O Presidente da República, Jorge Carlos Fonseca, defendeu esta quarta-feira que o passado, aludindo ao regime do partido único, deve ser “perdoado e reparado”, garantindo que os direitos humanos são hoje uma realidade no país.
O chefe de Estado discursava na Assembleia Nacional, na cidade da Praia, na cerimónia de comemoração do Dia Nacional dos Direitos Humanos, assinalada ontem pela primeira vez em Cabo Verde.
A data recorda o dia 25 de setembro de 1992, com a entrada em vigor da actual Constituição da República, após o regime de partido único em Cabo Verde, e que passou a prever e proteger os direitos fundamentais dos cidadãos.
“Foram tempos difíceis, tendo muitas pessoas visto os seus direitos fundamentais mais elementares negados, sem que tivessem uma instância para onde apelar. Mas esse é um passado que faz parte da História, que deve ser perdoado, reparado no que for possível, embora não esquecido, para que não se volte a repetir por falta de atenção ou desconhecimento das novas gerações”, afirmou Jorge Carlos Fonseca.
O PR garantiu ainda que “os direitos humanos não são instrumentais” no presente do país: “A Constituição de 1992 não admite qualquer tipo de funcionalização dos direitos fundamentais, pois que o Estado se funda e, sobretudo, se limita, na garantia dos direitos e liberdades dos cidadãos, em última análise, na afirmação da dignidade da pessoa”, enfatizou.
Ao abordar o estado da defesa dos vários direitos fundamentais em Cabo Verde, o Presidente da República destacou a Justiça, sublinhando que “não há qualquer alternativa aos tribunais, por maiores e legítimas que sejam as críticas que os cidadãos entendam dever fazer-lhes”.
“Não existe qualquer outro sistema alternativo, nada de bom vem dos lados daqueles que, por atos e palavras, apenas desacreditam o sistema de justiça plasmado na Constituição da República, de juízos togados, especializados, profissionais e independentes do poder político e económico”, afirmou, embora salientando que o poder judicial, os magistrados judiciais e do Ministério Público “não estão isentos de críticas”.
“Mas serão já injustas e excessivas as críticas que resvalam para a desacreditação geral do sistema, como se todos ou a maioria dos tribunais e dos magistrados fosse uma corporação de malfeitores”, criticou, para depois reconhecer que, “de uma forma geral”, há “motivos de orgulho” no sistema de justiça, “reforçado desde outubro de 2015, com a instalação do Tribunal Constitucional”.
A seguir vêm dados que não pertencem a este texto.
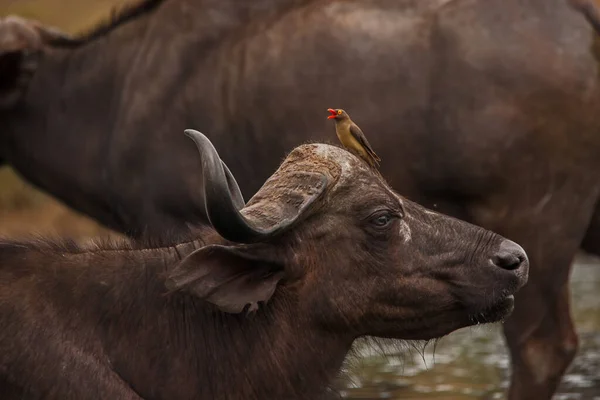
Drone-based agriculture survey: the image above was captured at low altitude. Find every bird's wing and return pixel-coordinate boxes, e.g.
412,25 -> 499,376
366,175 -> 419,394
350,124 -> 381,161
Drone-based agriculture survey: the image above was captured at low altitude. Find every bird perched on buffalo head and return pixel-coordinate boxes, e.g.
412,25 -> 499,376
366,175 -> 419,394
327,108 -> 381,167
Jorge Carlos Fonseca abordou ainda o fenómeno da violência de género, alertando que os homicídios de mulheres praticados pelos companheiros “têm crescido”.
“Não podemos aceitar que ser mulher seja um fator de risco no nosso país”, afirmou.
Ao discursar na mesma cerimónia, a ministra da Justiça e Trabalho de Cabo Verde, Janine Lelis, apontou, como exemplo de um país que defende os direitos humanos, a recente aprovação de uma pensão equivalente a 678 euros mensais às vítimas de tortura e maus-tratos em 1977 e 1981, nas ilhas de Santo Antão e São Vicente, durante o período do partido único.
“Décadas depois, o Estado assumiu como imperativo de justiça a reparação possível pela violência, injustiças e arbitrariedades praticadas contra alguns cidadãos cabo-verdianos, abrindo finalmente o caminho para uma reconciliação histórica”, disse.
“O combate que hoje temos de empreender em defesa dos direitos humanos passa por alargar a participação cidadã e cívica, passa pelo desenvolvimento de uma estrutura produtiva que elimine a pobreza, que viabilize e sustente uma sociedade civil mais inclusiva, ativa e autónoma”, acrescentou Janine Lelis.
Esta sessão contou ainda com a ministra da Justiça de Portugal, Francisca Van Dunem, como uma das oradoras convidadas, para abordar o tema “A Justiça e os Direitos Humanos”.
A governante portuguesa, que iniciou hoje uma visita oficial ao país, aproveitou a intervenção para recordar a luta de libertação do poder colonial, também em Cabo Verde, aludindo ao campo de concentração do Tarrafal.
“Onde durante muitos anos foram mantidos em clausura e em condições sub-humanas homens que apenas reclamavam a possibilidade de exercerem os seus direitos fundamentais, os direitos dos seus povos, que nesta ilha - dizia eu -, se possa hoje comemorar em democracia e liberdade o dia nacional dos direitos humanos constitui uma justa e doce vingança da História”, concluiu Francisca Van Dunem.